⼾籍上の息⼦になって最も変わったことは?

第⼆章のはじまり、はじまり!

 皆さま、大変お待たせいたしました!「特別養子縁組ものがたり」の第2章の幕開けです! 

 第2章は太郎くん(我が家の息子)が戸籍上の子どもになってからのことを話しますので、これまでのお話はこちらのまとめリンクからお読みください(子どもを特別養子縁組したいと思ったところから事実上の家族になるまで)。

 まず最初に、太郎くんがようやく戸籍上の息子になってからの我が家で「変わらなかったこと」は何だと思いますか? 

 それは「毎日の生活」です。私と夫は毎日仕事へ行き、太郎くんは学校へ行く……。戸籍上の息子になってからも、毎日は淡々と過ぎていきました。

子どもの苗字の変更が必要

 長かった裁判所での手続きが終わったときは、パーッと打ち上げの宴会でもしたかったところですが、実際にはまだまだ様々な手続きが待っておりました。

 まず、戸籍上の我が子になったことで、太郎くんの「苗字の変更手続き」が必要でした。

 日本では結婚すると夫婦同姓となるのが法律上決まっているので、元々同じ苗字の者同士が結婚しない限り、夫婦のどちらかが苗字の変更手続きをする必要がありますから経験者も多いはず。苗字の変更手続きはあちらこちらの機関へ出向かなければならず、時間と労力がかかりますよね。

 我が家にとっては初めての経験となった「子どもの苗字変更」は、職場への扶養家族関連(保険証、子ども手当の受給など)、銀行口座関連の手続きが必要でした。銀行口座の手続きは銀行に出向いてその場で完了しましたが、保険証が手元に届いたのは申請から数週間後でした。私はその保険証を受け取ったことで「息子の法的な手続きがすべて終わった」という大きな達成感を感じ、その時は職場にいたものの「うお~っっっっっっ!!!」と腹の底から叫びたい気持ちになりました(思っただけで叫びませんでしたが、笑)。

戸籍上の息子になってから変わったこと

 そうして太郎くんが戸籍上の息子になってから、私が「最も変わった」と感じたことは3つあります。

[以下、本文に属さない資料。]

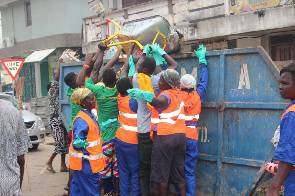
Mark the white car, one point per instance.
(35, 128)
(33, 123)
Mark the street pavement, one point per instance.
(37, 180)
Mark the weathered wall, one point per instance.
(49, 17)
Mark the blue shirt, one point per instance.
(203, 82)
(285, 151)
(143, 112)
(201, 86)
(81, 129)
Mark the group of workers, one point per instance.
(137, 127)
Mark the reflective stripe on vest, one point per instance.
(88, 157)
(192, 109)
(169, 121)
(95, 157)
(129, 128)
(172, 114)
(188, 118)
(127, 132)
(93, 143)
(192, 127)
(128, 115)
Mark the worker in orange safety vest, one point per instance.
(85, 152)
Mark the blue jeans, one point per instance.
(289, 184)
(128, 163)
(191, 159)
(85, 182)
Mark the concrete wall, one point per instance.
(49, 17)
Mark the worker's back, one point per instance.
(13, 143)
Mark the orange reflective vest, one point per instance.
(168, 121)
(290, 109)
(192, 110)
(95, 157)
(127, 132)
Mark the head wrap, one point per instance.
(171, 77)
(187, 81)
(79, 95)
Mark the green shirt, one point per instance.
(74, 108)
(107, 106)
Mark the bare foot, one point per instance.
(50, 168)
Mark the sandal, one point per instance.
(50, 169)
(271, 167)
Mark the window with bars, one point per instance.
(127, 3)
(28, 13)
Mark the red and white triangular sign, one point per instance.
(13, 66)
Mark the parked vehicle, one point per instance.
(33, 123)
(35, 128)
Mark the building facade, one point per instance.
(220, 24)
(40, 31)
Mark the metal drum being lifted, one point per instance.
(146, 30)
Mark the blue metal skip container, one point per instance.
(238, 119)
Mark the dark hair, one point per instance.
(149, 64)
(109, 77)
(48, 86)
(123, 85)
(290, 68)
(70, 79)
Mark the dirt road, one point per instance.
(38, 181)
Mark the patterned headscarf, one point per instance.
(171, 77)
(79, 95)
(187, 81)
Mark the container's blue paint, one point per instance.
(239, 117)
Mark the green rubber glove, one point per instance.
(136, 93)
(157, 49)
(132, 69)
(159, 59)
(201, 54)
(79, 143)
(147, 49)
(111, 123)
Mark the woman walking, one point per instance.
(59, 131)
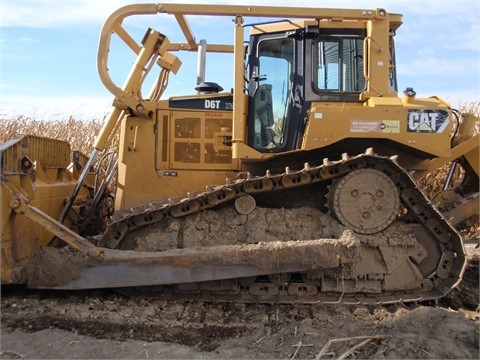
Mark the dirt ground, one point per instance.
(104, 324)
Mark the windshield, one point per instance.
(271, 100)
(340, 65)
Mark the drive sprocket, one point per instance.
(365, 200)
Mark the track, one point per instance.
(425, 266)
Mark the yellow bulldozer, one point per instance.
(300, 184)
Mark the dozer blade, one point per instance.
(65, 269)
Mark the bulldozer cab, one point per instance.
(292, 64)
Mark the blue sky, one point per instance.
(48, 52)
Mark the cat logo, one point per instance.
(427, 121)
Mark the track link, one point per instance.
(446, 271)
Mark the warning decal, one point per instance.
(385, 126)
(427, 121)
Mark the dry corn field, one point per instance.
(107, 324)
(81, 135)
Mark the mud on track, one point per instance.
(106, 324)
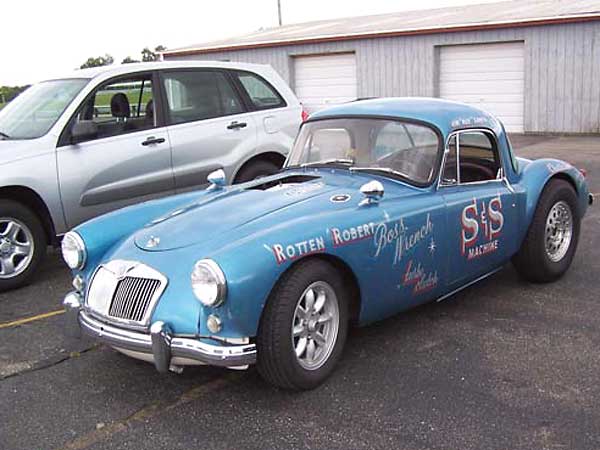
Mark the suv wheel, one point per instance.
(255, 170)
(22, 244)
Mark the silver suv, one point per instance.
(100, 139)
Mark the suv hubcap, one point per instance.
(16, 247)
(559, 231)
(315, 325)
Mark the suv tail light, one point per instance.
(305, 114)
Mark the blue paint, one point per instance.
(410, 248)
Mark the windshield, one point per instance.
(393, 147)
(37, 109)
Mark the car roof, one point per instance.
(118, 69)
(445, 115)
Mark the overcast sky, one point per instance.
(44, 38)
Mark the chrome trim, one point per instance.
(72, 304)
(81, 251)
(163, 345)
(373, 191)
(121, 269)
(470, 283)
(456, 133)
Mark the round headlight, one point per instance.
(73, 250)
(208, 283)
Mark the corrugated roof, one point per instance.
(488, 15)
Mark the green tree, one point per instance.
(105, 60)
(129, 60)
(149, 55)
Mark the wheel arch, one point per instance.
(270, 156)
(347, 273)
(33, 201)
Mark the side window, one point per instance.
(409, 149)
(450, 173)
(262, 94)
(199, 94)
(119, 107)
(477, 156)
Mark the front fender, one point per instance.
(102, 233)
(535, 175)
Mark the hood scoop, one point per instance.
(280, 183)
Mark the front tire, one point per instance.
(23, 244)
(551, 241)
(304, 325)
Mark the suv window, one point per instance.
(120, 107)
(262, 94)
(199, 94)
(477, 156)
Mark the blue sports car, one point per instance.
(382, 205)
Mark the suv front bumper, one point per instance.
(160, 343)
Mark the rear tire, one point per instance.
(256, 169)
(551, 241)
(301, 335)
(23, 244)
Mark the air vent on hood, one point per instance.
(292, 179)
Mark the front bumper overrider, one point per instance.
(160, 342)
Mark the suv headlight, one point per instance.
(73, 250)
(208, 283)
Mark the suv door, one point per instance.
(209, 126)
(481, 207)
(115, 150)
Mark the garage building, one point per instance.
(536, 65)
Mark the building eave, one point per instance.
(385, 33)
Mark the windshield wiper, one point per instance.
(328, 161)
(380, 169)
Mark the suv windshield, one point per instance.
(391, 147)
(36, 110)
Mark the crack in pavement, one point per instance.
(103, 432)
(27, 367)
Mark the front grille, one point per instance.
(132, 298)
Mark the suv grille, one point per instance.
(132, 298)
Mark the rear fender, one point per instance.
(535, 176)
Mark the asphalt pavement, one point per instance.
(502, 365)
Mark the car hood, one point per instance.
(229, 209)
(264, 204)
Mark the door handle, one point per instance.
(152, 140)
(236, 125)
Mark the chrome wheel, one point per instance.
(559, 231)
(16, 247)
(315, 325)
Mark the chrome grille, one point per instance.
(132, 298)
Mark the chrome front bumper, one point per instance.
(160, 342)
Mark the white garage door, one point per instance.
(325, 80)
(490, 76)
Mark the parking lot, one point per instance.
(502, 365)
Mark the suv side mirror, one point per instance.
(217, 179)
(83, 130)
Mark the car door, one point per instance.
(123, 154)
(481, 213)
(208, 124)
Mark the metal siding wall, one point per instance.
(562, 69)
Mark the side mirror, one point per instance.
(373, 191)
(217, 179)
(83, 130)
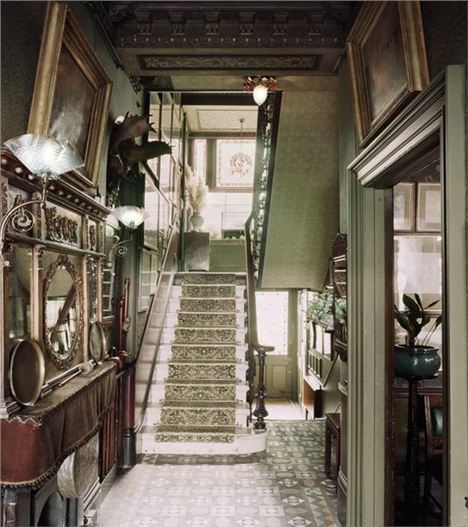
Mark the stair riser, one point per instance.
(208, 291)
(166, 352)
(206, 305)
(165, 371)
(244, 444)
(204, 291)
(184, 319)
(158, 393)
(208, 278)
(193, 336)
(153, 417)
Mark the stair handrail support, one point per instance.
(253, 344)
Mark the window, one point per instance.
(272, 320)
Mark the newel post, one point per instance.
(260, 410)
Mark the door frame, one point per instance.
(437, 115)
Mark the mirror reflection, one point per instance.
(62, 309)
(92, 289)
(19, 296)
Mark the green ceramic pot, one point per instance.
(416, 363)
(197, 221)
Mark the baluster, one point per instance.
(260, 410)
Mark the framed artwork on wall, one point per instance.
(388, 61)
(235, 164)
(429, 208)
(404, 207)
(71, 92)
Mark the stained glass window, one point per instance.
(272, 320)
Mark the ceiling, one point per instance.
(206, 119)
(184, 45)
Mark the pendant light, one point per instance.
(260, 86)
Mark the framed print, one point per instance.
(429, 208)
(235, 164)
(403, 207)
(388, 61)
(71, 92)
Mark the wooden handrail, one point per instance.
(254, 345)
(169, 267)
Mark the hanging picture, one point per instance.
(71, 92)
(235, 164)
(387, 60)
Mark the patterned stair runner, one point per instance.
(200, 401)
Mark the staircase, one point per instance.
(197, 403)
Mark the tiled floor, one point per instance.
(283, 487)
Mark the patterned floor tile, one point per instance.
(284, 487)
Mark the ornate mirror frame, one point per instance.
(64, 262)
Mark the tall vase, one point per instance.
(197, 221)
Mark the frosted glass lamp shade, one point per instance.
(129, 216)
(260, 94)
(43, 156)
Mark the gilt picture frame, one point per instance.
(71, 92)
(388, 63)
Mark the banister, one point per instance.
(159, 302)
(260, 411)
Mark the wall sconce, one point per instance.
(46, 159)
(131, 217)
(260, 86)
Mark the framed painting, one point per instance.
(71, 92)
(404, 207)
(387, 60)
(429, 217)
(235, 164)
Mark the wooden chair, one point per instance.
(434, 423)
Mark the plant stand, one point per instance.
(412, 475)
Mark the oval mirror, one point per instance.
(97, 342)
(63, 311)
(27, 371)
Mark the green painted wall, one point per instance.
(21, 30)
(227, 256)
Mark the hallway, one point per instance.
(285, 486)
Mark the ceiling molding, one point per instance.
(229, 62)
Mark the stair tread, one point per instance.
(189, 404)
(203, 345)
(194, 429)
(211, 362)
(210, 382)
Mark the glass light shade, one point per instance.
(43, 156)
(129, 216)
(260, 93)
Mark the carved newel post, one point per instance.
(260, 411)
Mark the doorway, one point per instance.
(434, 120)
(417, 382)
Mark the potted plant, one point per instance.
(320, 310)
(415, 359)
(320, 315)
(197, 191)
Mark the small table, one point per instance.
(332, 431)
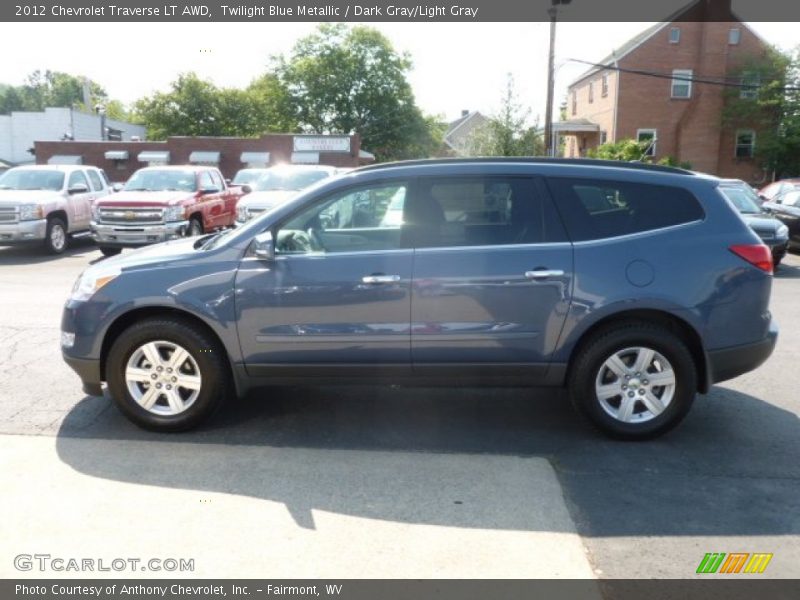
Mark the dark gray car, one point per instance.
(771, 231)
(619, 282)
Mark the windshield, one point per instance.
(248, 176)
(32, 179)
(155, 180)
(288, 180)
(743, 198)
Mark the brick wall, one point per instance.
(180, 148)
(687, 129)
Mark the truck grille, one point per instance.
(130, 216)
(8, 215)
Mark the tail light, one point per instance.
(757, 255)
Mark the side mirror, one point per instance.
(264, 246)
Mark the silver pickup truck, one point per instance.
(48, 203)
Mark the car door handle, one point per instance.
(543, 273)
(380, 279)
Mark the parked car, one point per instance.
(771, 231)
(279, 184)
(164, 203)
(773, 191)
(48, 204)
(617, 281)
(786, 208)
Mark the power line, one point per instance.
(679, 77)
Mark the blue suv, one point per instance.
(633, 286)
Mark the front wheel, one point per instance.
(167, 374)
(634, 382)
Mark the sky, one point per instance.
(457, 66)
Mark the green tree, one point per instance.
(351, 80)
(507, 133)
(197, 107)
(770, 105)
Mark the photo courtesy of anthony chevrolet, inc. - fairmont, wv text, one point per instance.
(399, 300)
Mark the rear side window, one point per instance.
(97, 184)
(597, 209)
(480, 211)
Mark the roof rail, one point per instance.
(616, 164)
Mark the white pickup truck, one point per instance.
(48, 203)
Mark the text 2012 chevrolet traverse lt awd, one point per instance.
(633, 286)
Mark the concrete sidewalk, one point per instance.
(260, 511)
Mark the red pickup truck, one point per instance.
(164, 203)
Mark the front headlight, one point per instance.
(91, 281)
(30, 212)
(173, 213)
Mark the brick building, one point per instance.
(679, 117)
(121, 159)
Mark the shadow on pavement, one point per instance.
(34, 254)
(731, 468)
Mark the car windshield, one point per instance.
(247, 176)
(157, 180)
(288, 180)
(32, 179)
(743, 198)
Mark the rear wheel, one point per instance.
(110, 250)
(636, 381)
(167, 374)
(55, 239)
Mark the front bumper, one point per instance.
(126, 236)
(88, 369)
(23, 232)
(727, 363)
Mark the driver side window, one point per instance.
(363, 219)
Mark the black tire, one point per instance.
(55, 237)
(195, 227)
(588, 368)
(110, 250)
(206, 353)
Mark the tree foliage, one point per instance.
(351, 80)
(772, 109)
(43, 89)
(507, 132)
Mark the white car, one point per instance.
(277, 185)
(48, 203)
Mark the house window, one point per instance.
(750, 83)
(745, 143)
(682, 83)
(647, 136)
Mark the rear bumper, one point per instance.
(728, 363)
(126, 236)
(23, 232)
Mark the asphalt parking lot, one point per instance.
(379, 482)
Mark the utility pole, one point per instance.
(548, 113)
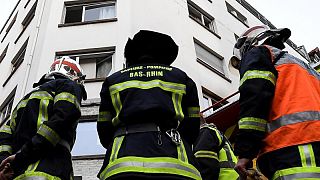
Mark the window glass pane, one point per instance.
(87, 141)
(209, 58)
(104, 67)
(73, 14)
(98, 12)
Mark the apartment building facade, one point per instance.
(94, 33)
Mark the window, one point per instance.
(237, 14)
(209, 99)
(6, 107)
(89, 12)
(87, 141)
(96, 63)
(200, 16)
(209, 58)
(10, 26)
(4, 53)
(19, 57)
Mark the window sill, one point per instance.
(94, 80)
(240, 20)
(87, 22)
(213, 70)
(205, 27)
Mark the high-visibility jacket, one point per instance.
(42, 130)
(138, 96)
(279, 107)
(214, 154)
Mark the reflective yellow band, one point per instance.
(65, 96)
(176, 100)
(297, 173)
(193, 112)
(167, 86)
(253, 124)
(159, 165)
(307, 155)
(5, 129)
(255, 74)
(6, 148)
(206, 154)
(49, 134)
(36, 176)
(104, 116)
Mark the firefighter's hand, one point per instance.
(242, 166)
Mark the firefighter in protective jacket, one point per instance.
(214, 154)
(37, 140)
(279, 108)
(149, 114)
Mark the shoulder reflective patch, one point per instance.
(6, 148)
(253, 124)
(167, 86)
(193, 112)
(49, 134)
(255, 74)
(65, 96)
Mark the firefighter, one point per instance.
(214, 154)
(149, 114)
(36, 142)
(279, 107)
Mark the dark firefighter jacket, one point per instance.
(42, 131)
(214, 154)
(140, 95)
(279, 111)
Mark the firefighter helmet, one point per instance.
(258, 35)
(67, 67)
(149, 46)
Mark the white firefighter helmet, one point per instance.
(67, 67)
(258, 35)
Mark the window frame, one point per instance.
(237, 15)
(84, 4)
(203, 14)
(92, 51)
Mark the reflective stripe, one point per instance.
(6, 129)
(43, 112)
(49, 134)
(6, 148)
(253, 123)
(176, 99)
(297, 173)
(65, 96)
(32, 167)
(40, 95)
(161, 165)
(194, 112)
(115, 148)
(206, 154)
(292, 119)
(182, 154)
(104, 116)
(227, 164)
(167, 86)
(307, 155)
(117, 106)
(255, 74)
(36, 176)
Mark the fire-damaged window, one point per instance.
(85, 12)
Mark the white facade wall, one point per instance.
(167, 16)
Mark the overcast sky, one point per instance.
(301, 17)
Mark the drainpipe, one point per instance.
(24, 87)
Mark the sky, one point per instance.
(301, 17)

 ひとつは医療機関の受診。日本では「親子は苗字が同じもの」というのが社会に浸透しているので、太郎くんの里親だった私と太郎くんは苗字が異なっていたため、里親であることを証明する書類を毎回提出させられました。なかでも特に初めて受診する医療機関は厄介で、私がありとあらゆる書類を提出して説明しても、「里親って何ですか?」「このふたりの関係を証明してください」という反応で、受診するための受付だけでも本当に一苦労でした。そもそも医療機関には息子の体調が優れないから行っているわけですから、「苗字が違うことで、今日はどんな扱いを受けるのだろう?」と思うだけで、足取りが重くなって……。

 それが、太郎くんが戸籍上の息子になり私と苗字が同じになった途端、受付がどこでもすんなりいくようになりました。医療機関へ行くたびに襲われる暗い気持ちが、それにより一気に晴れ上がったことは言うまでもありません。

 ふたつ目に変わったことは、児童相談所からのサポートがなくなってしまったことでした(涙)。戸籍上の子どもになるまでは児童相談所の担当職員と定期的に連絡を取り合い、日々の様子を報告したり、何かあった際には相談をしたりしてサポートを受けていましたが、戸籍上の親子となると途端に児童相談所の管轄ではなくなってしまいます。

 当時は法的な子どもになったのだから通知を受けたときは当然だと納得しましたが、後々、児童相談所に相談したいことが起きたことが何度もあり、「サポートが継続していてくれたら……」と思ったことが度々ありました。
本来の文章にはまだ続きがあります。